I’m quickly approaching my 31st birthday, which is depressing, though not nearly as much as 30 was. But there’s nothing I can do about aging. I have gray hairs, and I get heartburn if I eat the wrong thing. I also can’t do anything to prevent death; that’s inevitable. But I can do the next best thing: I can live longer by traveling more.
Have you ever wondered why the older you get, the faster life seems to fly by? It doesn’t really. An hour is still an hour and a year is still a year. Time doesn’t change, but your perception of it does.
I was a psychological researcher a few lifetimes ago, so you’ll have to forgive me if I get a little technical.
Our perception of how long something lasts is closely linked to how much effort it takes the brain to process the memory. When something is very new, we spend more time analyzing and processing that information, making us feel like the experience lasted a very long time. That’s why when you’re in Asia for the first time in your life, three days can feel like a month. It’s like hitting pause on the passage of time to let your brain process the sights, sounds, and taste of a new place.
By comparison, when you’re doing the same thing at work every day for weeks, you get to June and think, “Wow. Where did the year go?” That’s because for most of us, regular life involves being around the familiar, the things that don’t require a lot of brain power. You know your way home so well, that you probably don’t even remember how you get there some days. And unless you’re at a new job, you’ve probably been doing the same thing for months or years, day in day out. And because there’s nothing new for your brain to process, in the grand scheme of things, all those repetitive days fly by in the blink of an eye.

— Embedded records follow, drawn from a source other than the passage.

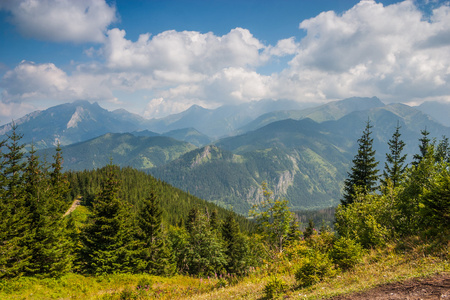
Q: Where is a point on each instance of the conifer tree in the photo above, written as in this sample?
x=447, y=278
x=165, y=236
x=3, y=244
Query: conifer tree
x=214, y=220
x=309, y=230
x=204, y=253
x=394, y=167
x=423, y=147
x=364, y=171
x=236, y=248
x=106, y=235
x=294, y=233
x=15, y=233
x=192, y=218
x=49, y=245
x=156, y=257
x=442, y=152
x=273, y=217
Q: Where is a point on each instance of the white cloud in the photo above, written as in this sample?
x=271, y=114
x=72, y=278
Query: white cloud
x=30, y=82
x=182, y=56
x=371, y=49
x=61, y=20
x=394, y=52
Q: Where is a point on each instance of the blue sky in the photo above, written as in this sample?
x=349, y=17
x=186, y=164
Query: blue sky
x=155, y=58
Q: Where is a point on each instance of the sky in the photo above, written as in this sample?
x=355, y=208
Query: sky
x=159, y=57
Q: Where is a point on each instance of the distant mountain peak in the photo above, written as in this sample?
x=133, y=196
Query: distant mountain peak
x=76, y=117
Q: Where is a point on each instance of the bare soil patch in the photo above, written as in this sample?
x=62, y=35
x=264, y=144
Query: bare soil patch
x=436, y=287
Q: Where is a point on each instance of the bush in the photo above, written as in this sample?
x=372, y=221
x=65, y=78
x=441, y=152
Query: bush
x=346, y=253
x=314, y=268
x=275, y=287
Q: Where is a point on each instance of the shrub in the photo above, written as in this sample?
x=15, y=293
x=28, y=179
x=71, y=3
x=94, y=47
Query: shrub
x=275, y=287
x=314, y=268
x=346, y=253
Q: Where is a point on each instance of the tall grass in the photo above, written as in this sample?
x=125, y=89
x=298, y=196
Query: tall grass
x=412, y=258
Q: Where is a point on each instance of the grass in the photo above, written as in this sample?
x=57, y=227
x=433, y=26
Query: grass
x=413, y=258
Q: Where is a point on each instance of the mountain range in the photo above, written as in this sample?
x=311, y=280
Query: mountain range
x=303, y=154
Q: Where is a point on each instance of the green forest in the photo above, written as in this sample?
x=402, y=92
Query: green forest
x=135, y=237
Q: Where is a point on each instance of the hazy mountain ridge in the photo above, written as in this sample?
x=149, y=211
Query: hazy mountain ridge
x=330, y=111
x=303, y=160
x=124, y=149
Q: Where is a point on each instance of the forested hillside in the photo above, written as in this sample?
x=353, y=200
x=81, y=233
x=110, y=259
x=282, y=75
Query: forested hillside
x=135, y=237
x=124, y=149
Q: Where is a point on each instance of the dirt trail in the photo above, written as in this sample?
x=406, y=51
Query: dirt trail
x=74, y=205
x=436, y=287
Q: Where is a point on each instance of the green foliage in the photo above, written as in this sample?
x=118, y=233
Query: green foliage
x=368, y=220
x=106, y=237
x=134, y=188
x=423, y=147
x=273, y=217
x=363, y=175
x=394, y=167
x=236, y=247
x=275, y=287
x=346, y=253
x=33, y=239
x=309, y=230
x=204, y=253
x=435, y=202
x=315, y=267
x=155, y=257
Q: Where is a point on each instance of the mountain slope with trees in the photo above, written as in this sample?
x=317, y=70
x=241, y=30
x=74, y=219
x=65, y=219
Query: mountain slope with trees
x=124, y=149
x=302, y=160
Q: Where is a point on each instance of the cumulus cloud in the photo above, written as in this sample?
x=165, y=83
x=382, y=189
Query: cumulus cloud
x=371, y=49
x=29, y=82
x=395, y=52
x=182, y=56
x=61, y=20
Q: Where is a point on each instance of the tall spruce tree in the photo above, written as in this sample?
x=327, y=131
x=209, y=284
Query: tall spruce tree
x=15, y=233
x=106, y=236
x=394, y=167
x=423, y=147
x=156, y=257
x=363, y=175
x=236, y=248
x=442, y=152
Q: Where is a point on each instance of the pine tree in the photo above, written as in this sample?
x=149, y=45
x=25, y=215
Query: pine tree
x=394, y=167
x=294, y=233
x=309, y=230
x=106, y=235
x=204, y=254
x=236, y=248
x=442, y=152
x=49, y=245
x=363, y=173
x=15, y=233
x=156, y=257
x=423, y=147
x=273, y=217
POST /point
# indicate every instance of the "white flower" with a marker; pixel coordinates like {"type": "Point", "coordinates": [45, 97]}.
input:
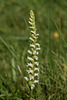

You know what doesn’t? Trying to figure out how to use the metro in Bangkok or seeing a geyser erupt for the first time in your life. Because those aren’t the kinds of things we experience every day, so they’re memorable. We create more detailed perceptions of anything that is new, so we have a longer lasting impression.
When I got my first job and I had five measly vacation days a year, I would take weekend trips all the time. Sometimes I would fly out Friday after work and fly in Monday morning, and go straight to the office from the airport. People would always tell me, “Wow aren’t you exhausted?” And yes, I was definitely exhausted. But while their weekend came and went in two seconds, I lived the hell out of my weekends.
But more importantly, I made those weekends memorable enough to last me a lifetime. I can’t say I remember much of what I did at my job my first year of work. But I do remember that I went to Niagara Falls that year. And Mardi Gras and Atlanta and San Francisco and Seattle and Texas and Montreal. And God, I still think about how good the food was in Montreal. Because it was new and different. If I didn’t have photographic evidence, even I wouldn’t believe that was all in one year.
In big or small ways, you can capitalize on your brain’s natural functioning to extend the life you have. Which is how traveling makes you live longer. Thinking of going to the same amusement park again for the 4th time this year? Skip the annual passes, and go somewhere new. It’ll last longer. Instead of giving your favorite movie another re-watch, go to a park you’ve never seen. And if you have the opportunity, fly 30 hours to the farthest possible place you can think of. It’ll make your life feel a little longer and a lot fuller.
I may be almost 31 in chronological time, but every time I take a trip, I live another year.